Types and production
One distinguishes the European occurring only in the Mesolithic geometric (eg trapezoidal ) of the non-geometric microliths.
Geometric microliths were made using the so-called notch technique (stress fracture technique ) from so-called micro- blades. Lateral grooves on a blade this is specifically broken. Subsequent retouching ( modification of discounts or blades of flint with light pressure or shock, so that sharp edges or blunt ends or perforations occur ) brings the fragments into the desired shape. A score residual (micro - Scribe) remains as a typical piece of waste. Such notch residues are found in North Africa, especially in the Ibéromaurusien ( 15500-12000 BP), in Europe they are found to be rather random residual product already in the Gravettian or the simultaneous Pavlovian (Czech Republic ) ( 26000-19000 BP). In form, a distinction is triangular, square, segments and trapezoids. Like all microliths were used in combination devices as spikes or teeth, partially cross- scarfed and fastened with resin. Formally, there are strong regional differences.
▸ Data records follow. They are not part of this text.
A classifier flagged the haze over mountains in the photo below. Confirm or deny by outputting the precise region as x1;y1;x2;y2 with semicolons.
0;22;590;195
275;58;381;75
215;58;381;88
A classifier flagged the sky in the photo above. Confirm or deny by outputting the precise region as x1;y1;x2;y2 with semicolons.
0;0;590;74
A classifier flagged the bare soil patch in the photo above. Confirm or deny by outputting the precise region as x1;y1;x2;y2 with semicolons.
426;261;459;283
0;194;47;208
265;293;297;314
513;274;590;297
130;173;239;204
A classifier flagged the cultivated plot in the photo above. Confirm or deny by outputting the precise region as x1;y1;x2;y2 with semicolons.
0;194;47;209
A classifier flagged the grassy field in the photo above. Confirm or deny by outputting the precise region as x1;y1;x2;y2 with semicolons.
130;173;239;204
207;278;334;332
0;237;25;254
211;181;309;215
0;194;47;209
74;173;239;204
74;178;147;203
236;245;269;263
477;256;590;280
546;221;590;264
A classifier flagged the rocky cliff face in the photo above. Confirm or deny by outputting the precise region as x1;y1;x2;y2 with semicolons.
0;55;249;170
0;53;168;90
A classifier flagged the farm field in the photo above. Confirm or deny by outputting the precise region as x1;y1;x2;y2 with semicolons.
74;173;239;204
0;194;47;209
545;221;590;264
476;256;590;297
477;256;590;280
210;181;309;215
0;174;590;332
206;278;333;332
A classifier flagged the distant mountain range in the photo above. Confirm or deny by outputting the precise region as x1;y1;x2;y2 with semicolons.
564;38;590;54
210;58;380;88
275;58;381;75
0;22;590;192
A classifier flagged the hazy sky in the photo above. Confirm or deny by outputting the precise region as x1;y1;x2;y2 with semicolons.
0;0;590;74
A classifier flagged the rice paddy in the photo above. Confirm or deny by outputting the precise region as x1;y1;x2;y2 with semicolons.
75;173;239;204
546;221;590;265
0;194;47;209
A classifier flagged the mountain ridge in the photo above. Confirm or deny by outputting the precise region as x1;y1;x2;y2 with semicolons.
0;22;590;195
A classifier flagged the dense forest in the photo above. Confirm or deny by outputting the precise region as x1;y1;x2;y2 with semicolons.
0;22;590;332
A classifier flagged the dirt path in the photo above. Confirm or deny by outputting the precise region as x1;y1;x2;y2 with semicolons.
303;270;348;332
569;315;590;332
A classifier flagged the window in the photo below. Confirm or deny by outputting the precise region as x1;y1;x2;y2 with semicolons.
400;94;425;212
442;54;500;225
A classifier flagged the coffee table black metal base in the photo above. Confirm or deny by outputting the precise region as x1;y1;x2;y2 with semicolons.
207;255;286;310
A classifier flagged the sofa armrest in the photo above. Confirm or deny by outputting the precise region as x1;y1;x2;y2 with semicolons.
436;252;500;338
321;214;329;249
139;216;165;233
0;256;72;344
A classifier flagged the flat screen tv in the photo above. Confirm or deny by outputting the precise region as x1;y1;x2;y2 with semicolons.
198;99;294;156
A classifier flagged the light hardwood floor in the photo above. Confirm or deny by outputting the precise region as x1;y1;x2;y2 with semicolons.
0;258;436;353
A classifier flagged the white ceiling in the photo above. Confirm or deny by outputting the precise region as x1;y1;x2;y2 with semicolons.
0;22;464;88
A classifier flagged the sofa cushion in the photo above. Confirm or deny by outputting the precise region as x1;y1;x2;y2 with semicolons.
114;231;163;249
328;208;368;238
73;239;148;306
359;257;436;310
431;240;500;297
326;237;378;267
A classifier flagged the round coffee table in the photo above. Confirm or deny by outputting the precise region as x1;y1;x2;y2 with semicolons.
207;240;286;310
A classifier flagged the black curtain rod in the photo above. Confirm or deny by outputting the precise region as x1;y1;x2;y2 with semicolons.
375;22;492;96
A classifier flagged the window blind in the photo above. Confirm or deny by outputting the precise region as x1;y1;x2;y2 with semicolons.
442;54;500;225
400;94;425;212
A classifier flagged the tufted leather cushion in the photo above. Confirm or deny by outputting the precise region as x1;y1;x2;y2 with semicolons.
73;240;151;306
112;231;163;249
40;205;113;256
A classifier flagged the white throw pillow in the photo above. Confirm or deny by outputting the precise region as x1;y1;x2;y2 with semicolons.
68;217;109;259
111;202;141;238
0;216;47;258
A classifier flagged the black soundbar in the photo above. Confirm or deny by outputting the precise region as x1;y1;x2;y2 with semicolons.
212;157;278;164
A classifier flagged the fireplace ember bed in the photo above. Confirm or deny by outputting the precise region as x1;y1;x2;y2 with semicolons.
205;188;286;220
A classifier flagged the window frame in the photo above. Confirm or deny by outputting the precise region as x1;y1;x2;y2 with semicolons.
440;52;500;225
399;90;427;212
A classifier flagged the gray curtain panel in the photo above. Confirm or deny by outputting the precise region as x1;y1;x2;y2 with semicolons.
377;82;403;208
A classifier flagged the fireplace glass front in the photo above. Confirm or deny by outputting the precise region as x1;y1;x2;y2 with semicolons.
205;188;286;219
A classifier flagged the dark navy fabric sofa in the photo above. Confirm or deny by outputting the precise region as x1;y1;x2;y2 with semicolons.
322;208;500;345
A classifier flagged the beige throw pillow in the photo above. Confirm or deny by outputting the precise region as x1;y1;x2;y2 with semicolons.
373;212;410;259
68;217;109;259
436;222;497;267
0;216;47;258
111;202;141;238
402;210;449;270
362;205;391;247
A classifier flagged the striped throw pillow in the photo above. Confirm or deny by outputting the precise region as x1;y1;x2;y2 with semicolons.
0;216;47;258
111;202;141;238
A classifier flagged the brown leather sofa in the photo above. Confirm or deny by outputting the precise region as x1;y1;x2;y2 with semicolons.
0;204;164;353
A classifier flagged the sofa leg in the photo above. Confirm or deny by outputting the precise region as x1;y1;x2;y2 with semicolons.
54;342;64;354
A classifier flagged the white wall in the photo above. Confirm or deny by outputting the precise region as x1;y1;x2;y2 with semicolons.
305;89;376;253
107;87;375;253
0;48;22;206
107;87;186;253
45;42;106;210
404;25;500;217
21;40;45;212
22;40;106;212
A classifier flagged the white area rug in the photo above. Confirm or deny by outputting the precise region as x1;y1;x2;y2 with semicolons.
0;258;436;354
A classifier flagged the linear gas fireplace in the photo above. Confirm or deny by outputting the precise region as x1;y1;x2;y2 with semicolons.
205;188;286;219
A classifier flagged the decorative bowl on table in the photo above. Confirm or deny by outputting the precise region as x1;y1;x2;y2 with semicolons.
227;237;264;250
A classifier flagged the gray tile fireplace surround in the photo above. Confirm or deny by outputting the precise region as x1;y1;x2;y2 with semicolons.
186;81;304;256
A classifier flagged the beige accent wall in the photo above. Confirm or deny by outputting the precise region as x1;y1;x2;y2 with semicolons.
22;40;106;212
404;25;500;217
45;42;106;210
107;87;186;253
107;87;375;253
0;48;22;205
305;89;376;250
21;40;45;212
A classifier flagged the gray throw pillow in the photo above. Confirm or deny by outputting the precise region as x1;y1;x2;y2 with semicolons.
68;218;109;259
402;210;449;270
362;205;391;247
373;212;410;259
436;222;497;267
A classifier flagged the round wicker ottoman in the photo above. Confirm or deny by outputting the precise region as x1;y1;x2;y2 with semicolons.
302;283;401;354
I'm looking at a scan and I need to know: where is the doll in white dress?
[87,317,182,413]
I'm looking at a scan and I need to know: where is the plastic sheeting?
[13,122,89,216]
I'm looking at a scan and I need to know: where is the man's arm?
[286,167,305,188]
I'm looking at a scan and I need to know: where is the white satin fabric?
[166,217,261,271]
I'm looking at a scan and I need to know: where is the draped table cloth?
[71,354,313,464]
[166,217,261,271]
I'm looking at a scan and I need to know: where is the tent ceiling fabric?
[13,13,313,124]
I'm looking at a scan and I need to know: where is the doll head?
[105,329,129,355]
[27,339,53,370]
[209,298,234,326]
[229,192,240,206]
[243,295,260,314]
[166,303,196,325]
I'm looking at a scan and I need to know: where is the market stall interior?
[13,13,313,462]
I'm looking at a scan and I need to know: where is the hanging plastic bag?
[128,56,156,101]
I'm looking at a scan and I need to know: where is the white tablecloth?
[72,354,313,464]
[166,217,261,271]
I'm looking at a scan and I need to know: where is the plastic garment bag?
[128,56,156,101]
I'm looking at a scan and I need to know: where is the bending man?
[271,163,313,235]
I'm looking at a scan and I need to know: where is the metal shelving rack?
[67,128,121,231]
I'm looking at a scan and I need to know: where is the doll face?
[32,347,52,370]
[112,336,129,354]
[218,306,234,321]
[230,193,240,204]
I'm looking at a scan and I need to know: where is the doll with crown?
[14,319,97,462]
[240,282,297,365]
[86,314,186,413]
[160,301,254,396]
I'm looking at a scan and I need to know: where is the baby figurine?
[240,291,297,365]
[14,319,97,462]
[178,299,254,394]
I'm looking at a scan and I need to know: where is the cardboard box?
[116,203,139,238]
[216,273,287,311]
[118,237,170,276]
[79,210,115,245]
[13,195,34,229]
Non- geometric microliths were made and retouched from very small blades ( louvers ). Particularly common here are the so-called "simple micro-tips ". They are defined so that the angle at the tip must not be greater than 45 °. There is only one retouching at the end, but not at the back. They come from the late Upper Paleolithic ago were simple to make and usually found as arrowheads use.
A second variant is the technically demanding " Sauveterrespitze ". It is symmetrical, very pointed and sometimes has two peaks. Sauveterrespitzen were spread throughout Europe.
The third variant is referred to as "micro tip back " and includes all retouched on the back tips of the Mesolithic, which do not belong to the first or second type. The fourth type finally finds the " triangle top," whose form arises from the fact that the base is retouched cross, so that a triangle with a 90 ° angle.